When trying to play a game as fast and twitchy as OO:SS, controls need to be unquestionably tight. This port does so admirably and with varying degrees of success while switching from handheld mode, to docked, to individual joy-con, to pro controller. Inputs for flip tricks and grinds in this game are all handled by the left stick and shoulder buttons. While the joy-con analog stick does a good enough job, those coming from the bulkier Playstation analog stick may find pulling tricks a bit harder on the Nintendo. This never felt frustrating or ruined my time with the game, it simply made me aware that if I ever sought to sit among the leaderboard legends, a pro controller would be essential hardware.

As for docked vs handheld, sometimes it felt like I was switching from a normal deck to a longboard. Timing and finger gymnastics are so important to this game, that the simple inclusion of the screen between my two joy-con felt like a significant change. Albeit one I was perfectly willing to make, in exchange for the opportunity to take this game with me in handheld mode. The game can be played in very short spurts, made all the more palatable by an instant-restart feature on all of its levels. This is ideal for a game on the go, and seems to be part of the reason Roll 7 was so drawn to the idea of porting to the Switch.

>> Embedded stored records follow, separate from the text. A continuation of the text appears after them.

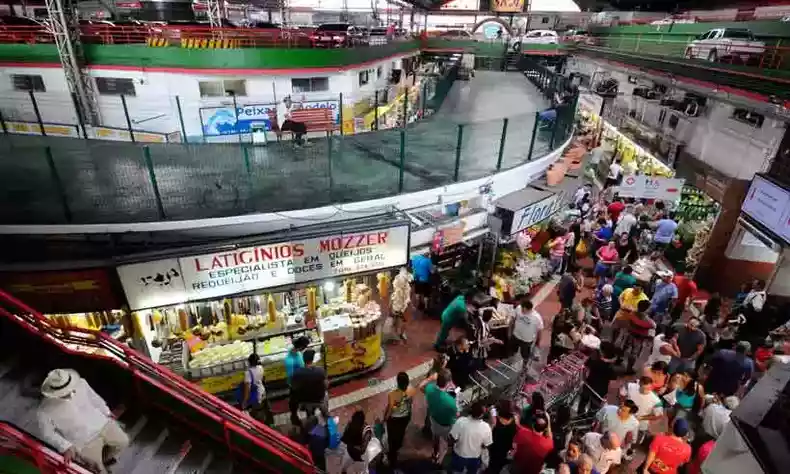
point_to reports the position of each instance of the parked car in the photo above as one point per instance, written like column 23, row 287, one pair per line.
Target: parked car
column 535, row 37
column 456, row 34
column 337, row 35
column 725, row 43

The joy-con's advance rumble features are another great fit for this game. Whether it is the feel of being blasted off of a ramp with perfect timing, or the satisfying thud when you stick a less than perfect landing, the joy-con are a continual and happy addition to the already outstanding controls of this game. This is somewhat hampered once joy-con start to become divided and used for multiplayer. While having this option on the table is nice, I can hardly imagine it being anyones preferred control method.

With the left stick being your sole input for pulling tricks, the right stick is left entirely open. The developers have wisely chosen to give you the option of now using the right stick to skip through tracks on the game soundtrack. While no track is worth skipping you will undoubtedly have favorites that you may want to jump to before getting amped up to nail a particular challenge or stick a chart topping "Daily Grind". The soundtrack is comprised entirely of instrumental hip hop and electronic tracks, that all feel inviting, and make it feel like you are skating to a friends extremely well produced beat tape. 


In a recent interview with creative director of Roll 7 studios, John Ribbins, he describes a bit of his own personal experience as a lifelong skater. This is something that can be seen in every aspect of the OlliOlli bundle. Especially the central focus on pulling fun tricks, and doing so with perfect timing. It feels like an idea worn to perfection over decades of work. Ribbins actually describes having coded a functional version of OlliOlli at around age 13. The core concept being a fast, twitchy arcade game that felt "true to skating". This idea still shines brightly in today's version of the game, and is not done through the inclusion of things like Chad Muska with a boombox, or an un-lockable version of the new Vans 2019 catalogue. Roll 7 chose instead to "make a kickflip look like a kickflip". They chose to make a skating game that focuses on pitch-perfect timing and playing with our desire to cram just ONE more trick into our combo.

The only downside I can see to this collection is that OlliOlli's sequel is so good it makes it difficult to imagine wanting to go back to the original. To get the most out of this collection I would recommend starting with the first game to truly appreciate the evolution of the series. Despite the vast superiority of 'Olliwood over the original game, having them both collected under a single roof for $14.99 US makes this collection an easy recommendation.

Having both OlliOlli games available in a single bundle on Switch is a dream come true for someone who has been playing since the PS4 days The gorgeous colors and continual style on display in this game make it a perfect fit amongst the pantheon of Nintendo classics. If you haven't had a chance to check either of these games out, 'Switch Stance is an excellent opportunity to explore one of the more fun innovations on digital skating in quite a while.